Por la mañana abro los ojos y en vez de ir a desayunar leo un buen rato recostado en la almohada. Con el cerebro descansado cada frase y cada palabra se deslizan velozmente hasta su interior revelando su significado sin el más mínimo esfuerzo. Qué distinto es leer por la noche: algunas veces, de puro cansancio, debo recapitular y regresar al principio del párrafo para comprender. Pero sucede que ya no sé dormirme sin un libro, aunque sólo alcance a leer una o dos páginas antes de cerrar los ojos.

En la calle hacen ruido los vehículos y las tareas laborales de quienes no están de vacaciones. El aire a estas horas es fresco y se cuela a través de la puerta abierta de la terraza. Oh, yo podría vivir así toda la vida: relajado, sin prisas, sin horarios, leyendo una hora por la mañana antes de desayunar. Incluso me planteo durante unos segundos la posibilidad de jugar a alguna de las múltiples loterías que funcionan en mi país: ¡me conformaría con un premio que me permitiese vivir sin tener que trabajar por obligación! Qué original, ¿verdad? Con qué certeza sabemos que dentro de cada uno de nosotros descansa, apoyado indolentemente en una almohada con un libro en el regazo, paseando junto al mar o asomado al paisaje con una copa en la mano, un espontáneo, auténtico y genuino príncipe.

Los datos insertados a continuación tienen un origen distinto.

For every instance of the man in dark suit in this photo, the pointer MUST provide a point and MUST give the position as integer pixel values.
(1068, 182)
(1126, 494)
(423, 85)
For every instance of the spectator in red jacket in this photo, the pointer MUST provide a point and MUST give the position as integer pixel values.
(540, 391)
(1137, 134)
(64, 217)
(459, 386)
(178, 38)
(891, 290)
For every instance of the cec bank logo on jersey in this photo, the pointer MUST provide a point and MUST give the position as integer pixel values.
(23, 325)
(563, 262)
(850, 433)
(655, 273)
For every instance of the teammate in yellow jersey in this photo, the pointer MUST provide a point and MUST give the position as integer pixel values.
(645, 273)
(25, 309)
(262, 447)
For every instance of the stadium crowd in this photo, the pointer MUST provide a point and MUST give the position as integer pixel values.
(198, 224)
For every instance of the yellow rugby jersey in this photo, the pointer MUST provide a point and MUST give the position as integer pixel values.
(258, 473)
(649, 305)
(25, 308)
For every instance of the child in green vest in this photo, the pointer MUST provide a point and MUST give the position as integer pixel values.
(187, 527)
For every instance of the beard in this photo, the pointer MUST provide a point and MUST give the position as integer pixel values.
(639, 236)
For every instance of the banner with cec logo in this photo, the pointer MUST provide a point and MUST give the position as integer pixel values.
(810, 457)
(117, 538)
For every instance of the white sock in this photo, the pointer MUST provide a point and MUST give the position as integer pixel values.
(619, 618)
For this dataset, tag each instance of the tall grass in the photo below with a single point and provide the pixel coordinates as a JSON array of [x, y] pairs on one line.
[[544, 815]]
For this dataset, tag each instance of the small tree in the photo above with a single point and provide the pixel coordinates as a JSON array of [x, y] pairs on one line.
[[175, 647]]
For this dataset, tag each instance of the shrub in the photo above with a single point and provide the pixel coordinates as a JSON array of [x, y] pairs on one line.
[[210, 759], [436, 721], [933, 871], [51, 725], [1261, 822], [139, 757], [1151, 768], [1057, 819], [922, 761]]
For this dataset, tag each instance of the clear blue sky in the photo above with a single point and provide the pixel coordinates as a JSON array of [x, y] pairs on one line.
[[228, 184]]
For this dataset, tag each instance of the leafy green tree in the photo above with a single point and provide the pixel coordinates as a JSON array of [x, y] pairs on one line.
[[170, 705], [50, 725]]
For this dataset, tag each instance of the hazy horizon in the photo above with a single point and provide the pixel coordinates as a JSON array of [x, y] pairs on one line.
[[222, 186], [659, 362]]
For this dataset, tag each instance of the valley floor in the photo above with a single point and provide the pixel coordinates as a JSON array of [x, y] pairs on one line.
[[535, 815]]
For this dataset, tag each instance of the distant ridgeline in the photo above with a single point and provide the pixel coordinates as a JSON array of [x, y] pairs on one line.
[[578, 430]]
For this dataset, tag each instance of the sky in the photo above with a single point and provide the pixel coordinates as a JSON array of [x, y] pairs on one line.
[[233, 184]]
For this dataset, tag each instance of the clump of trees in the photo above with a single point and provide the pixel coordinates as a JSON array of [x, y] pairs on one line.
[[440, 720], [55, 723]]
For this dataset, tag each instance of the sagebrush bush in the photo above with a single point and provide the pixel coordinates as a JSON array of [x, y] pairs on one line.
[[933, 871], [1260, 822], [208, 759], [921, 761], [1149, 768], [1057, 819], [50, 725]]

jueves, 17 de julio de 2008

Relinchos

Schssssssss, hablemos en voz baja porque son las cuatro de la madrugada y no quisiera despertar a nadie. Ya sé que es muy tarde, pero estoy de vacaciones y mañana podré dormir hasta que mi organismo despierte sin ayuda. ¿Qué me ha traído a horas tan intempestivas? La lectura: continúo con Alejandro el macedonio tragando polvo, urdiendo planes, rindiendo ciudades y fortalezas, alejándome de mi casa. Recuerda que respiró el mismo aire que respiramos tú y yo. Recuerda que murió más joven que mi edad. No lloraré de envidia, como dicen que hizo Julio César, al reflexionar sobre lo que Alejandro logró en treinta y tres años. Por alguna razón me es más sencillo imaginar el sabor metálico en el velo del paladar antes de una batalla que la gloria del desfile triunfal. Pero chitón, mejor regresar a las páginas un rato más antes de dormir. La luna brilla sobre el desierto como una moneda de plata. Los caballos relinchan en sueños.